A reforma da Previdência também implantou idades mínimas de 62 anos para mulheres e 65 para homens, tanto no serviço público quanto no INSS, bem acima do nível que possivelmente será criado para militares. E as contribuições individuais à Previdência, também reajustadas em 2019, podem chegar a 14% na iniciativa privada e a 16,79% nas maiores remunerações do setor público.

As Forças Armadas, além disso, receberam contrapartidas ao aceitar a reforma de cinco anos atrás. Um exemplo: a ajuda de custo, paga em parcela única quando o militar passa para a reserva, foi duplicada. Com isso, os veteranos passaram a receber oito vezes o soldo do maior posto de seu círculo hierárquico.

Os militares têm na ponta da língua as respostas para quem vê privilégios em seu sistema de proteção social:

  • militar não se aposenta: está permanentemente à disposição do país e pode ser convocado a qualquer momento;
  • não tem FGTS;
  • não tem direito a greve, sindicalização e filiação a partido político;
  • não recebe hora extra, adicional noturno ou de periculosidade;
  • é obrigado a mudar de cidade sempre que ordenado.

Os cadernos de avaliação atuarial que as Forças Armadas preparam todos os anos costumam trazer um longo arrazoado para explicar as discrepâncias em relação à Previdência dos civis.

O documento anexado ao Projeto de Lei de Diretrizes Orçamentárias (PLDO) de 2025, por exemplo, diz que o sistema de proteção social dos militares “viabiliza a prontidão das Forças Armadas para o cumprimento de sua missão constitucional”. O que significa atrair e reter talentos, manter efetivos com vigor físico e mental “compatível com as exigências da atividade bélica” e compensar as “peculiaridades específicas (sacrifícios) da carreira militar”.

“Por conta dessas funções, quase a totalidade dos países compreendem que a proteção social militar deve ser distinta da previdência social”, argumenta o texto.
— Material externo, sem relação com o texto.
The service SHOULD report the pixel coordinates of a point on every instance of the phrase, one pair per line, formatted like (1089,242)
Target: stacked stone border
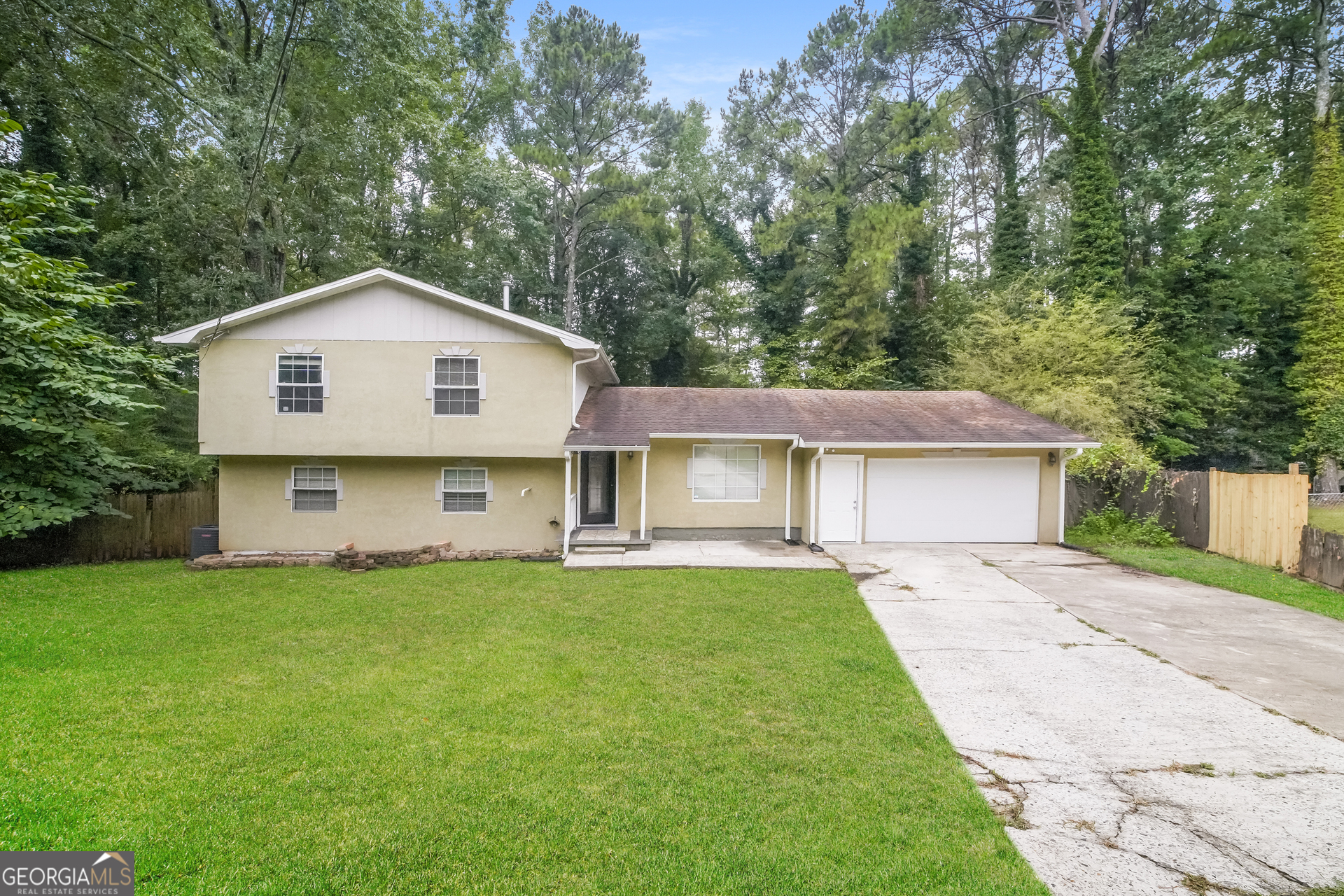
(351,561)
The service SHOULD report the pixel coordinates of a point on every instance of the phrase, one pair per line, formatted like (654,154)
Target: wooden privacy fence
(1259,517)
(156,526)
(1256,517)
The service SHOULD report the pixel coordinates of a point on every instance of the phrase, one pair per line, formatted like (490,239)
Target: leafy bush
(1113,527)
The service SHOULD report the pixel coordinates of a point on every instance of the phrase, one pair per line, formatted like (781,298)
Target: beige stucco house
(390,413)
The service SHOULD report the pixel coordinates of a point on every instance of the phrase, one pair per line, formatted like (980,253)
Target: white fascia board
(939,445)
(722,435)
(296,300)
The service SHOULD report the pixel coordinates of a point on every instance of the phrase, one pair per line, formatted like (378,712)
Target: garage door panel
(953,498)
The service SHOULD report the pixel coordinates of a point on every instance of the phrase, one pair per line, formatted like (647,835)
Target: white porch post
(644,492)
(568,461)
(812,498)
(1063,485)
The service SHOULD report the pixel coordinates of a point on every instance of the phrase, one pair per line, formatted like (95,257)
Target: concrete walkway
(714,555)
(1116,773)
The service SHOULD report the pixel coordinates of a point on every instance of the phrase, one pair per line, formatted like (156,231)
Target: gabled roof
(629,415)
(195,333)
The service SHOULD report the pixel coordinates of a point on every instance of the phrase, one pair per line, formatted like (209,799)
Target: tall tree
(582,125)
(59,377)
(1320,372)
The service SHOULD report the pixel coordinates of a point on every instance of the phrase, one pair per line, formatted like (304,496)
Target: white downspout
(1063,463)
(788,489)
(644,491)
(574,387)
(568,461)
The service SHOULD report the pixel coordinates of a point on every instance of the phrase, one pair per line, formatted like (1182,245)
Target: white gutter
(1063,463)
(941,445)
(574,387)
(724,435)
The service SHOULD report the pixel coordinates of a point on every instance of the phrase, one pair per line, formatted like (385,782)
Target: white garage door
(962,498)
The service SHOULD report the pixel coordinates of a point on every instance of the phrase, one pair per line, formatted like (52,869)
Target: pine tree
(1096,245)
(1320,372)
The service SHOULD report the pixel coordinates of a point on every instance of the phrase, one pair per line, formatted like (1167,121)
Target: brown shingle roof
(625,415)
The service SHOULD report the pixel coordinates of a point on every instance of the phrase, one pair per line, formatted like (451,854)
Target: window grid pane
(457,402)
(464,491)
(726,473)
(457,371)
(300,384)
(315,489)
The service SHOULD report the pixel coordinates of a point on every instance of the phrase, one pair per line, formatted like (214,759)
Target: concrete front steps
(622,539)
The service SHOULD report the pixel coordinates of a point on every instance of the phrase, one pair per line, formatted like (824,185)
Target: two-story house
(390,413)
Os rombos da Previdência: INSS, servidores e militares

Em outros países também é comum que o Tesouro cubra grande parte ou quase a totalidade das despesas com veteranos e pensionistas. As regras de acesso e os valores variam, sendo em alguns casos mais generosas no Brasil e em outros, menos.
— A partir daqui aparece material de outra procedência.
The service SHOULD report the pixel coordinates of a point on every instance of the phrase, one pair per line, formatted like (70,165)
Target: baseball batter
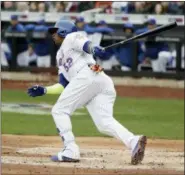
(83,83)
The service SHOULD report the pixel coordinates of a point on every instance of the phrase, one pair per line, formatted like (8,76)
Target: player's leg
(155,65)
(77,93)
(101,111)
(163,58)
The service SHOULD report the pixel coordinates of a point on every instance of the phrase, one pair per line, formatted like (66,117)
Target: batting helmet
(62,28)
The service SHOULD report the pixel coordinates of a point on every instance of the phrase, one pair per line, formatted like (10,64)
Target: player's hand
(36,90)
(96,68)
(98,51)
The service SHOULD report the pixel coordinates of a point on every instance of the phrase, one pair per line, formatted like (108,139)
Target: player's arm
(57,88)
(81,43)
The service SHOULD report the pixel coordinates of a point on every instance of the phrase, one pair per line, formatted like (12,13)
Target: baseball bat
(145,34)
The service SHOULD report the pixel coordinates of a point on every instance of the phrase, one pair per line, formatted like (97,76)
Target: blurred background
(26,45)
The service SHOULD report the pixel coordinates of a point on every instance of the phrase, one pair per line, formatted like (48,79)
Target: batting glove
(36,90)
(98,51)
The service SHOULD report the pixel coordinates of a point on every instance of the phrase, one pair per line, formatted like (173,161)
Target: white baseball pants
(95,91)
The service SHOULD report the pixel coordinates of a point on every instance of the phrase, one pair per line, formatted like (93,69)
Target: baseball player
(83,83)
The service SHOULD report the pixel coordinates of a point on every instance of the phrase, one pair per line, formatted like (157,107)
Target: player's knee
(164,54)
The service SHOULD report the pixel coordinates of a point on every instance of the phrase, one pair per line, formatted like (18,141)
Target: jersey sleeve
(78,40)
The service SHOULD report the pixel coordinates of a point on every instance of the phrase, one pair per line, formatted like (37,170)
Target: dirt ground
(31,155)
(124,91)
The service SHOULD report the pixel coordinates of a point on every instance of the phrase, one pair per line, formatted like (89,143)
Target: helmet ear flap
(62,33)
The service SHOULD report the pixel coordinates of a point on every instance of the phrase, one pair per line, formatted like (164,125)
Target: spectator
(22,44)
(149,7)
(42,7)
(22,6)
(85,5)
(159,9)
(156,53)
(32,55)
(176,8)
(33,7)
(41,47)
(8,6)
(139,7)
(5,54)
(120,7)
(60,6)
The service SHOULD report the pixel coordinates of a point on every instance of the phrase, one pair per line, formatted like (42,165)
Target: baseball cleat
(64,159)
(139,150)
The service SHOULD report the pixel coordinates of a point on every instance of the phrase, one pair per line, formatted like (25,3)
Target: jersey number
(67,64)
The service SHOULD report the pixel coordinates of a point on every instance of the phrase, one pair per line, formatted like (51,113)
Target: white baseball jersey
(70,57)
(93,90)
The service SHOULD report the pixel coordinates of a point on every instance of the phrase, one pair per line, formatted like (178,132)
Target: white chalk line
(99,158)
Ainda assim, os valores envolvidos chamam atenção. Segundo relatório do Tribunal de Contas da União (TCU), a diferença entre contribuições e benefícios do sistema militar resultou em déficit de quase R$ 50 bilhões no ano passado, pouco inferior ao da Previdência dos servidores civis (R$ 55 bilhões), que tem mais que o dobro de beneficiários. No INSS, o rombo passou de R$ 315 bilhões, mas ele atende público bem maior.
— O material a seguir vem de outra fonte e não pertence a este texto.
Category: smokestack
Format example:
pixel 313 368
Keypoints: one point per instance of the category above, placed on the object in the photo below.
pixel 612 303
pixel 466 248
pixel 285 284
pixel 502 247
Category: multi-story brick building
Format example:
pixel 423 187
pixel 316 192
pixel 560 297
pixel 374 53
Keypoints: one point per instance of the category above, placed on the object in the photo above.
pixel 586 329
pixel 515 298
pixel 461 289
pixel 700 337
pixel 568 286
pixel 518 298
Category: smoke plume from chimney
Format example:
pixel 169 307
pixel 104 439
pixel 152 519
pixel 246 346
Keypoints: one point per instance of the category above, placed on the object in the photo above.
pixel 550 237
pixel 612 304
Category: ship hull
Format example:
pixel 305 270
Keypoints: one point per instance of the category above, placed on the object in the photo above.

Conforme números anexados ao PLDO 2025, o número de militares veteranos e pensionistas é de pouco mais de 313 mil. Na Previdência dos servidores, são 796 mil beneficiários, na soma de Executivo, Legislativo, Judiciário e Ministério Público. O INSS, por sua vez, paga benefícios a 34,2 milhões de aposentados e pensionistas, segundo dados de setembro.

Considerando os resultados estimados para este ano, a partir de projeções de diferentes relatórios oficiais, o INSS terá um déficit de aproximadamente R$ 8 mil por beneficiário. No regime dos servidores civis, o rombo será de cerca de R$ 70 mil por aposentado e pensionista. E, no sistema militar, de R$ 161 mil por beneficiário.